DETAILED ACTION
The present application, filed on or after March 16, 2013, is being examined under the first inventor to file provisions of the AIA .
Response to Amendment
The amendment filed on 11/12/2025 has been entered. Claim(s) 1-3, 5-14, 16-19 is/are now pending in the application. Applicant's amendments have addressed all informalities as previously set forth in the non-final action mailed on 08/12/2025.

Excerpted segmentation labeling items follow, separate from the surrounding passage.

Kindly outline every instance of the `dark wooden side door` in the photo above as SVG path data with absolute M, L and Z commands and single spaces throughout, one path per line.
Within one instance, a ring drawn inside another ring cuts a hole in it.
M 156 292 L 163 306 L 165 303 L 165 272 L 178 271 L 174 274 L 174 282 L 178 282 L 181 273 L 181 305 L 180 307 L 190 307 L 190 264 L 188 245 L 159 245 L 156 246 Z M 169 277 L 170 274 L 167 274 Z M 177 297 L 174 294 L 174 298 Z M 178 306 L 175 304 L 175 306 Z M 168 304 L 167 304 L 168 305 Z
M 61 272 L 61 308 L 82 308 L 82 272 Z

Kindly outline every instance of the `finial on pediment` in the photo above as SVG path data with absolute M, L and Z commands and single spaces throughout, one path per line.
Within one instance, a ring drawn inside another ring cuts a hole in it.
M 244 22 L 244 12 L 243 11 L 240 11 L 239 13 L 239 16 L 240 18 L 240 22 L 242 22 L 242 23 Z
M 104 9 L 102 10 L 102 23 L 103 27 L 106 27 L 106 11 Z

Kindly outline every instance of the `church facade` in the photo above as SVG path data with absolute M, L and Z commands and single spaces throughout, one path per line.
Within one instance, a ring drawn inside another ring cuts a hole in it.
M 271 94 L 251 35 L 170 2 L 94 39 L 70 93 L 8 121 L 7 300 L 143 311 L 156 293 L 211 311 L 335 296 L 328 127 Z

Claim Rejections - 35 USC § 101
35 U.S.C. 101 reads as follows:
Whoever invents or discovers any new and useful process, machine, manufacture, or composition of matter, or any new and useful improvement thereof, may obtain a patent therefor, subject to the conditions and requirements of this title.
Claim(s) 1-3, 5-14, 16-19 is/are rejected under 35 U.S.C. 101 because the claimed invention is directed to an abstract idea without significantly more (See 2019 Update: Eligibility Guidance).
Independent Claim(s) 1, 11, 12 recites
estimating a state of health of a battery,
storing
a pre-trained artificial neural network
and
input data generated
by
measuring at least one parameter of the battery,
wherein
the pre-trained artificial neural network includes:
a first convolution laver
that
receives the input data;
an inverted bottleneck network;
a second convolution laver;
and
a GAP layer,
and
wherein
the GAP laver
outputs the health state estimation value and the attention map;
and
input the input data into the pre-trained artificial neural network
to
obtain a health state estimation value of the battery and an attention map,
to
calculate an attention score based on the attention map,
and to
determine whether to trust the health state estimation value based on the attention score
[Mathematical Concepts – mathematical relationships; mathematical formulas or equations or mathematical calculation].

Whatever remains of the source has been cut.